In a new 8-year study, researchers from Brigham and Women's Hospital (BWH) and Harvard T.H. Chan School of Public Health discovered that the mortality rate of women who lived in greenest areas was overall 12 percent lower compared to women who lived in less green areas.

In particular, the mortality rate from respiratory diseases was 34 percent lower. The death rate from cancer was 13 percent lower.

The researchers also estimated that 30 percent of the total benefits of living near green spaces stemmed from lower depression levels that improved mental health.

The study authors added that other factors affecting mortality and mental health could be at play. These include increased levels of physical activity, higher chances for social engagement and lower rates of air pollution.

Research associate Peter James from Harvard Chan School's Department of Epidemiology said they were surprised to discover a strong connection between lower mortality rates and exposure to more vegetation.

"We were even more surprised to find evidence that a large proportion of the apparent benefit from high levels of vegetation seems to be connected with improved mental health," said James.

The findings can help city planners, policy makers and landscape architects in developing greener spaces that can have long-term health benefits.

"We know that planting vegetation can help the environment by reducing wastewater loads, sequestering carbon, and mitigating the effects of climate change," added James.

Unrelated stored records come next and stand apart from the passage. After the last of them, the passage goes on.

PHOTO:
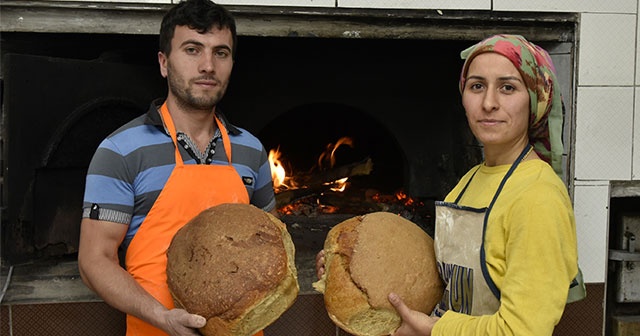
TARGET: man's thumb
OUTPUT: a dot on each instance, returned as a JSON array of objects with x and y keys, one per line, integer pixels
[{"x": 398, "y": 304}]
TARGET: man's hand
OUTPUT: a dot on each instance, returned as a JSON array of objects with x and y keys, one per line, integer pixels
[
  {"x": 179, "y": 322},
  {"x": 414, "y": 323}
]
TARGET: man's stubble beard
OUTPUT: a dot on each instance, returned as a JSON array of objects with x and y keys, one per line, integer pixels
[{"x": 184, "y": 95}]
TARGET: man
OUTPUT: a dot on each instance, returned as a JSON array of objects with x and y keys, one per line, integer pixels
[{"x": 152, "y": 175}]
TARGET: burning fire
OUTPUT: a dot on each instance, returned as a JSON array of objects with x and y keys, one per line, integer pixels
[
  {"x": 283, "y": 180},
  {"x": 310, "y": 201}
]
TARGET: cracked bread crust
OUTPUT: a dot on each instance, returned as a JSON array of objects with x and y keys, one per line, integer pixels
[{"x": 227, "y": 262}]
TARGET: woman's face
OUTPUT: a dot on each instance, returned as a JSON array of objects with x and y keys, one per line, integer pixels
[{"x": 496, "y": 102}]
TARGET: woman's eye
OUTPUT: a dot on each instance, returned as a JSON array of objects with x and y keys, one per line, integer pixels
[
  {"x": 222, "y": 53},
  {"x": 508, "y": 87}
]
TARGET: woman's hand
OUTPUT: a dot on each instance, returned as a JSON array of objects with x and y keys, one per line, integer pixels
[
  {"x": 414, "y": 323},
  {"x": 320, "y": 264}
]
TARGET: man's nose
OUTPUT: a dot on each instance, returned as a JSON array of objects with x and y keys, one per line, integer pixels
[{"x": 207, "y": 63}]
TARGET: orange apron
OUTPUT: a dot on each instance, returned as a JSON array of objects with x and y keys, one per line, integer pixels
[{"x": 182, "y": 198}]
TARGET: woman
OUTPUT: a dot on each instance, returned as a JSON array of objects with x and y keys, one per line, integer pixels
[{"x": 505, "y": 236}]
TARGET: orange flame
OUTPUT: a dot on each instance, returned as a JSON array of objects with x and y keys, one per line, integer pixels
[{"x": 283, "y": 181}]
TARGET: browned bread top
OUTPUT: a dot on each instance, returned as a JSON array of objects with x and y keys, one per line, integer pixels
[{"x": 225, "y": 260}]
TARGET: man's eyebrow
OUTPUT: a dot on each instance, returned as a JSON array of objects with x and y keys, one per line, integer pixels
[{"x": 191, "y": 42}]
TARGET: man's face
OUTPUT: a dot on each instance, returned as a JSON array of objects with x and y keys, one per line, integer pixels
[{"x": 198, "y": 67}]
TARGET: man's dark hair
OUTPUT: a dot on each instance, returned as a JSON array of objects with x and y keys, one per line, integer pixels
[{"x": 200, "y": 15}]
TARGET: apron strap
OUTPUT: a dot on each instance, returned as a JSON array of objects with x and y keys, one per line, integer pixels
[
  {"x": 483, "y": 264},
  {"x": 166, "y": 118}
]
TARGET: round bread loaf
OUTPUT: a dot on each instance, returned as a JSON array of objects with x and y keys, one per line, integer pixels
[
  {"x": 233, "y": 264},
  {"x": 366, "y": 258}
]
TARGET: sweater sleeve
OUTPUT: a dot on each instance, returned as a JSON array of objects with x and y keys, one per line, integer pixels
[{"x": 532, "y": 257}]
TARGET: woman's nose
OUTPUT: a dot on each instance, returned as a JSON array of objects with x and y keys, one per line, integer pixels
[{"x": 490, "y": 101}]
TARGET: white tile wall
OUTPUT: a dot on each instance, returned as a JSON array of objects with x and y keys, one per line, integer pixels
[
  {"x": 637, "y": 47},
  {"x": 604, "y": 128},
  {"x": 418, "y": 4},
  {"x": 575, "y": 6},
  {"x": 636, "y": 137},
  {"x": 592, "y": 227},
  {"x": 607, "y": 49}
]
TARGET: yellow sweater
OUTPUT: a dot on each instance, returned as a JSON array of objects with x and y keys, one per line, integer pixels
[{"x": 531, "y": 250}]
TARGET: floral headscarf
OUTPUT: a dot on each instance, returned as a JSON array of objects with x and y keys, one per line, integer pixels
[{"x": 537, "y": 70}]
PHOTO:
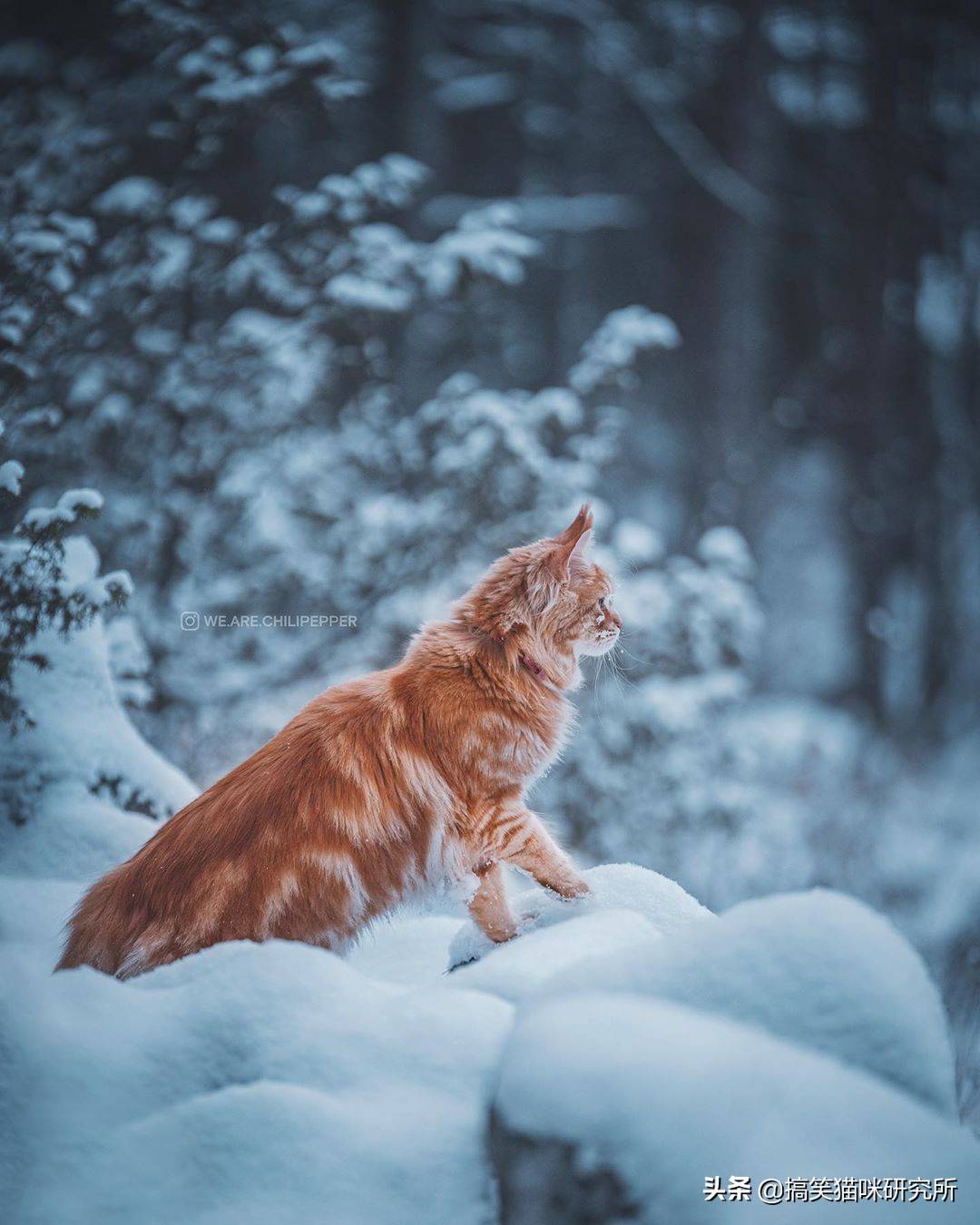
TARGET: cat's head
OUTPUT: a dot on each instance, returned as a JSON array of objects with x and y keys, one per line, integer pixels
[{"x": 548, "y": 599}]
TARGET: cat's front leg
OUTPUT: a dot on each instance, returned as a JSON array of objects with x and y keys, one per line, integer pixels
[
  {"x": 531, "y": 847},
  {"x": 489, "y": 906}
]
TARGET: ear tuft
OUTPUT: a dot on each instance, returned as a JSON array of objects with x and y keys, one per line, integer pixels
[{"x": 570, "y": 545}]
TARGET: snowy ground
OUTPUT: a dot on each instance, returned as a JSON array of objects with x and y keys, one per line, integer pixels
[{"x": 797, "y": 1035}]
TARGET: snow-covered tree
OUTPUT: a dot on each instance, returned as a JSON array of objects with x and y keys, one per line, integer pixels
[{"x": 35, "y": 593}]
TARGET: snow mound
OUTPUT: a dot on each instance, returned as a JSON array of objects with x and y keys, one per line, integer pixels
[
  {"x": 818, "y": 968},
  {"x": 524, "y": 966},
  {"x": 250, "y": 1083},
  {"x": 662, "y": 902},
  {"x": 81, "y": 781},
  {"x": 663, "y": 1096}
]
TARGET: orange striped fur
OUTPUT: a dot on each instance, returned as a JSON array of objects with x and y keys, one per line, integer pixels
[{"x": 402, "y": 780}]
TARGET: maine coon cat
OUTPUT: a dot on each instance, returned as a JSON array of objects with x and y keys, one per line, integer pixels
[{"x": 403, "y": 779}]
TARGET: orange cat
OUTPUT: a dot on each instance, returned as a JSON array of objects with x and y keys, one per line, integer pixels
[{"x": 406, "y": 778}]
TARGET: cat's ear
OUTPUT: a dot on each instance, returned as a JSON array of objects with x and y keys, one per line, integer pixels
[{"x": 571, "y": 545}]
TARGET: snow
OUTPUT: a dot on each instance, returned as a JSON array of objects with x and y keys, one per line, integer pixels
[
  {"x": 250, "y": 1083},
  {"x": 667, "y": 1096},
  {"x": 80, "y": 735},
  {"x": 615, "y": 347},
  {"x": 130, "y": 198},
  {"x": 818, "y": 968},
  {"x": 254, "y": 1083},
  {"x": 11, "y": 473},
  {"x": 67, "y": 508}
]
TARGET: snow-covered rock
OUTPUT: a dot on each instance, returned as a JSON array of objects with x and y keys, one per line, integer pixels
[
  {"x": 663, "y": 903},
  {"x": 250, "y": 1083},
  {"x": 816, "y": 968},
  {"x": 644, "y": 1099}
]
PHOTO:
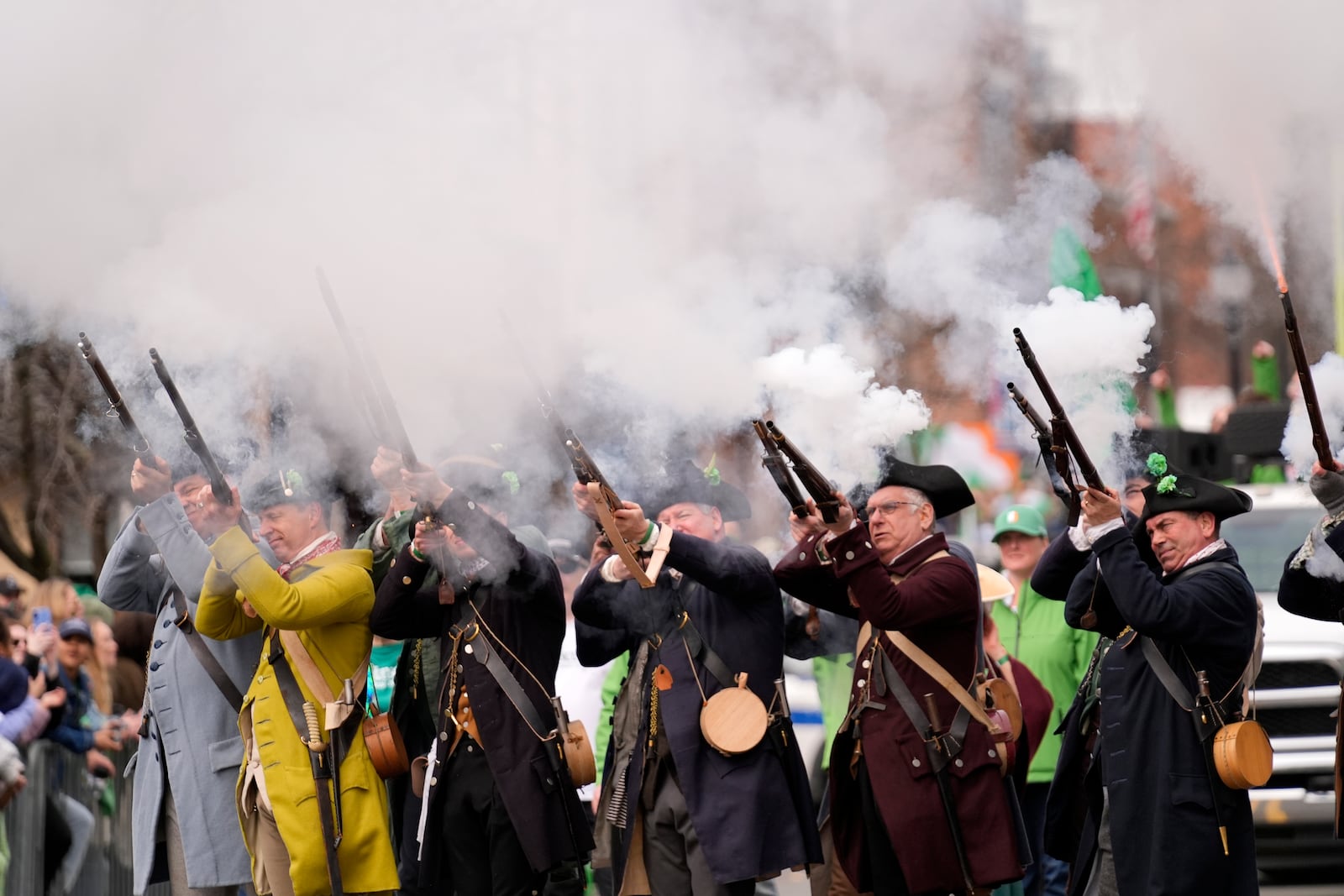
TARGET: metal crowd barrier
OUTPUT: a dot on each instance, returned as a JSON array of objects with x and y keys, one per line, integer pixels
[{"x": 108, "y": 864}]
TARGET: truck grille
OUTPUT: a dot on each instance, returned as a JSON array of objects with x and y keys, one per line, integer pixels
[
  {"x": 1296, "y": 674},
  {"x": 1297, "y": 721}
]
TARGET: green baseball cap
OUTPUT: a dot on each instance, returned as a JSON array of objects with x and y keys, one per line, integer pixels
[{"x": 1021, "y": 517}]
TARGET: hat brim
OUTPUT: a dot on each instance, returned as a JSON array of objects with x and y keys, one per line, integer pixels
[
  {"x": 942, "y": 485},
  {"x": 994, "y": 584},
  {"x": 1198, "y": 496}
]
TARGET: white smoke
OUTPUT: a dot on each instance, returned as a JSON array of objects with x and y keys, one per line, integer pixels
[
  {"x": 828, "y": 385},
  {"x": 1328, "y": 378}
]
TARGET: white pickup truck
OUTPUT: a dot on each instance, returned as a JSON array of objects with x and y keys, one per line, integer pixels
[{"x": 1297, "y": 689}]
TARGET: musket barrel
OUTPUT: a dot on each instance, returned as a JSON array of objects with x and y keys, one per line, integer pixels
[
  {"x": 1320, "y": 438},
  {"x": 192, "y": 434},
  {"x": 116, "y": 405},
  {"x": 1059, "y": 419}
]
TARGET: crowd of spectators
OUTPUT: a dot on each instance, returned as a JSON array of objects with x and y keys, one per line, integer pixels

In the study published on April 14 in the Environmental Health Perspectives journal, the research team analyzed the data of over 108,000 women who took part in the nationwide Nurses' Health Study between 2000 and 2008.

Using satellite images of the surrounding vegetation in the participants' homes in the different years and in various seasons, the research team calculated the estimated mortality in the span of eight years. They also factored in several factors such as smoking behaviors, age, race and socioeconomic status.

The recent study was co-funded by the National Institutes of Health and the Harvard NHLBI Cardiovascular Epidemiology Training.